小池氏はその根拠を追及。厚労省の水田邦雄保険局長は「二千八百円」には、一律にかかる「均等割・平等割」のほか、土地や家屋などの資産を持つ人だけにかかる「資産割」を含むと答弁しました。基礎年金だけの高齢者の多くが「資産」を持っているというのが厚労省の試算の前提だったのです。
小池氏が、厚労省試算のように月二千八百円も国保料を払わせている自治体はあるのか、とただすと、水田局長は「平均値だ」と繰り返すだけ。小池氏は「全国千四百の市区町村を緊急調査したが、そんな自治体は一つもなかった」と指摘し、厚労省の試算が「架空の数字」でしかないことを明らかにしました。

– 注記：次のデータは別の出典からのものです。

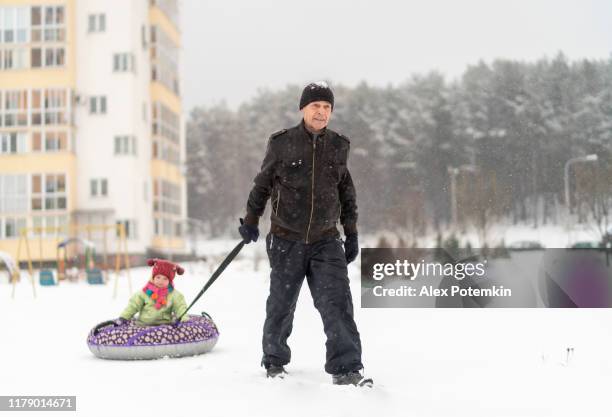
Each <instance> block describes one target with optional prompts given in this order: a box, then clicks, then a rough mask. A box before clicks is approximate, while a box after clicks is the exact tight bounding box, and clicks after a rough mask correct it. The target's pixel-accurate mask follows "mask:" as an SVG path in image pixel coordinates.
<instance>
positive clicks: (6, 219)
mask: <svg viewBox="0 0 612 417" xmlns="http://www.w3.org/2000/svg"><path fill="white" fill-rule="evenodd" d="M0 225H2V228H1V230H0V238H2V239H15V238H17V237H19V236H20V234H21V230H22V229H25V228H26V219H25V218H24V217H6V218H4V219H0Z"/></svg>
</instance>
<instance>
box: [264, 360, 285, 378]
mask: <svg viewBox="0 0 612 417" xmlns="http://www.w3.org/2000/svg"><path fill="white" fill-rule="evenodd" d="M285 375H287V371H285V368H284V367H283V365H273V364H268V365H266V376H267V377H268V378H281V379H282V378H284V377H285Z"/></svg>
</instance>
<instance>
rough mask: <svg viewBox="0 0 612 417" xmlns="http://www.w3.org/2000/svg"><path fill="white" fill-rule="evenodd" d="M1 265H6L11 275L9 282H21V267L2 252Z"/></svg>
mask: <svg viewBox="0 0 612 417" xmlns="http://www.w3.org/2000/svg"><path fill="white" fill-rule="evenodd" d="M0 265H4V268H6V270H7V272H8V275H9V282H11V283H12V282H15V281H17V280H19V266H18V265H17V263H16V262H15V260H14V259H13V258H12V257H11V255H9V254H8V253H6V252H0Z"/></svg>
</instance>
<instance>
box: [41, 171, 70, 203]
mask: <svg viewBox="0 0 612 417" xmlns="http://www.w3.org/2000/svg"><path fill="white" fill-rule="evenodd" d="M44 201H45V210H65V209H66V176H65V175H64V174H57V175H54V174H45V199H44Z"/></svg>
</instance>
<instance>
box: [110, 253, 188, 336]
mask: <svg viewBox="0 0 612 417" xmlns="http://www.w3.org/2000/svg"><path fill="white" fill-rule="evenodd" d="M147 264H148V265H149V266H152V267H153V270H152V273H151V279H150V280H149V282H147V285H145V286H144V288H143V289H142V291H139V292H137V293H136V294H134V295H133V296H132V298H130V302H129V304H128V306H127V307H126V309H125V310H123V312H122V313H121V316H119V319H117V322H118V324H123V323H125V322H126V321H127V320H130V319H131V318H132V317H134V315H136V314H137V313H138V319H137V323H138V324H140V325H144V326H157V325H160V324H171V323H174V322H175V321H176V319H177V318H178V317H179V316H180V315H181V314H182V313H183V312H184V311H185V310H187V303H185V297H183V294H181V293H180V292H178V291H177V290H175V289H174V282H173V281H174V276H175V274H178V275H183V272H185V270H184V269H183V268H181V267H180V266H178V265H176V264H173V263H172V262H169V261H166V260H163V259H149V260H148V261H147ZM187 320H189V317H188V316H187V315H184V316H183V318H182V319H181V321H187Z"/></svg>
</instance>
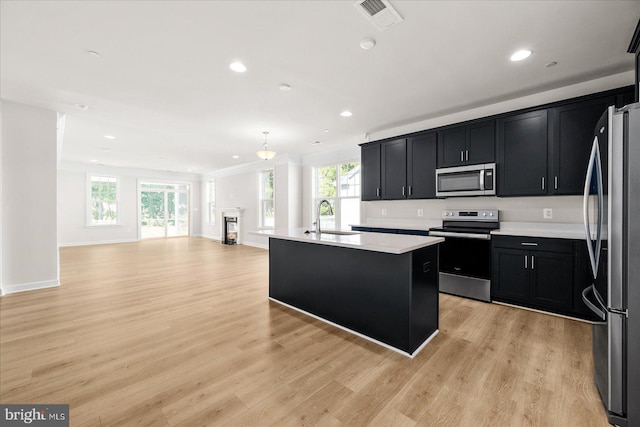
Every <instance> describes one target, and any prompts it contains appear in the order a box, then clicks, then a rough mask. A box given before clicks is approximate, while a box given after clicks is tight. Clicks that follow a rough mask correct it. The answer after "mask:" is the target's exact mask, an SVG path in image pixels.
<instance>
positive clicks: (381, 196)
mask: <svg viewBox="0 0 640 427" xmlns="http://www.w3.org/2000/svg"><path fill="white" fill-rule="evenodd" d="M360 157H361V159H360V162H361V164H362V177H361V181H362V196H361V198H362V200H364V201H366V200H380V199H381V198H382V191H381V190H382V188H381V187H382V186H381V169H380V167H381V163H380V144H366V145H363V146H362V148H361V149H360Z"/></svg>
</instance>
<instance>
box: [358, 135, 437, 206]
mask: <svg viewBox="0 0 640 427" xmlns="http://www.w3.org/2000/svg"><path fill="white" fill-rule="evenodd" d="M436 150H437V145H436V133H435V132H428V133H423V134H418V135H413V136H411V137H409V138H399V139H394V140H389V141H384V142H378V143H369V144H363V145H362V148H361V157H362V160H361V161H362V200H364V201H369V200H400V199H431V198H435V196H436V182H435V176H436V174H435V170H436Z"/></svg>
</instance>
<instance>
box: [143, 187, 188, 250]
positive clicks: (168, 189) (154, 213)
mask: <svg viewBox="0 0 640 427" xmlns="http://www.w3.org/2000/svg"><path fill="white" fill-rule="evenodd" d="M189 212H190V211H189V185H188V184H164V183H153V182H141V183H140V233H141V234H140V236H141V237H142V238H143V239H148V238H154V237H176V236H188V235H189V217H190V215H189Z"/></svg>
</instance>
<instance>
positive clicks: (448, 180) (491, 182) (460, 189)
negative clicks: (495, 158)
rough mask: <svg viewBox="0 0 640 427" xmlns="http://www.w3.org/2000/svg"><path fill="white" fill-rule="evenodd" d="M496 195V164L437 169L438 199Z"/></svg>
mask: <svg viewBox="0 0 640 427" xmlns="http://www.w3.org/2000/svg"><path fill="white" fill-rule="evenodd" d="M495 194H496V164H495V163H485V164H482V165H471V166H458V167H452V168H441V169H436V197H454V196H492V195H495Z"/></svg>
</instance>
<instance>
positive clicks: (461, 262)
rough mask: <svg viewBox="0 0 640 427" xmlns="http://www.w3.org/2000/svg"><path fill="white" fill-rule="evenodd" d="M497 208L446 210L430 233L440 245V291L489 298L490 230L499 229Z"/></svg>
mask: <svg viewBox="0 0 640 427" xmlns="http://www.w3.org/2000/svg"><path fill="white" fill-rule="evenodd" d="M498 217H499V212H498V211H497V210H457V211H456V210H446V211H443V212H442V219H443V221H442V227H437V228H431V229H429V235H430V236H439V237H444V238H445V241H444V243H441V244H440V292H446V293H448V294H453V295H459V296H463V297H467V298H473V299H477V300H481V301H487V302H490V301H491V231H492V230H497V229H498V228H500V221H499V218H498Z"/></svg>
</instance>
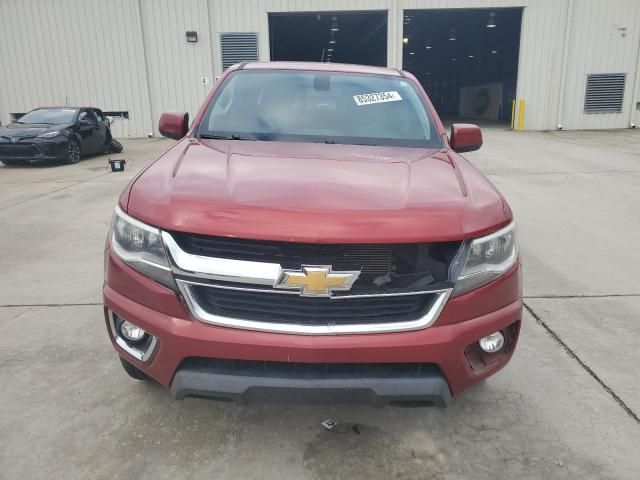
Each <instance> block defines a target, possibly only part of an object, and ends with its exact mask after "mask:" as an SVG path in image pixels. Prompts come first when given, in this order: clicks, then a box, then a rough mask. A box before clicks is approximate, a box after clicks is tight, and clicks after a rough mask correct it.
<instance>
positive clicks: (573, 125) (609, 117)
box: [562, 0, 640, 129]
mask: <svg viewBox="0 0 640 480" xmlns="http://www.w3.org/2000/svg"><path fill="white" fill-rule="evenodd" d="M569 28H570V31H569V44H568V45H569V54H568V56H567V60H568V61H567V66H566V80H565V89H564V102H563V105H562V122H563V123H562V125H563V127H564V128H566V129H592V128H625V127H628V126H629V123H630V122H634V121H635V122H636V123H637V118H638V117H635V116H636V115H638V112H637V110H636V102H638V98H637V96H638V88H639V87H638V81H640V78H637V77H638V68H639V65H638V55H639V53H638V48H639V45H640V1H639V0H616V1H609V2H599V1H588V2H581V1H579V0H578V1H576V0H574V4H573V14H572V16H571V23H570V25H569ZM634 67H635V68H634ZM590 73H626V74H627V75H626V85H625V92H624V103H623V108H622V113H598V114H586V113H584V97H585V89H586V84H587V74H590ZM634 87H635V88H634Z"/></svg>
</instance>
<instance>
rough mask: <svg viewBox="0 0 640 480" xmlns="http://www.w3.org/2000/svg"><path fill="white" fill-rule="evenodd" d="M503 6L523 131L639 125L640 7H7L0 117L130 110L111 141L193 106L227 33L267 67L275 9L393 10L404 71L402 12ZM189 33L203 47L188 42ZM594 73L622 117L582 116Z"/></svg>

厚労省は「低所得者は負担が軽減され、高所得者では負担が増える」と説明しています。小池氏は、「これも高齢者だけでなく、すべての世代の国保料を平均して資産割もすべて同じようにかかるという乱暴な計算だ。実態を反映していない」と批判。国保料と新制度の保険料を八百五市区で比較すると、「低所得者の負担がむしろ重くなる傾向だ」と指摘しました。舛添要一厚労相も「裕福な人が軽減されるケースもある」と認めました。
また、小池氏が「長寿医療制度」に名前を変えた理由をただすと、舛添氏は、「『初心者マーク』を『若葉マーク』にしたのと同じ意味」と答弁。小池氏は「要するに中身は変わらないということだ」と批判し、制度の中止・廃止を求めました。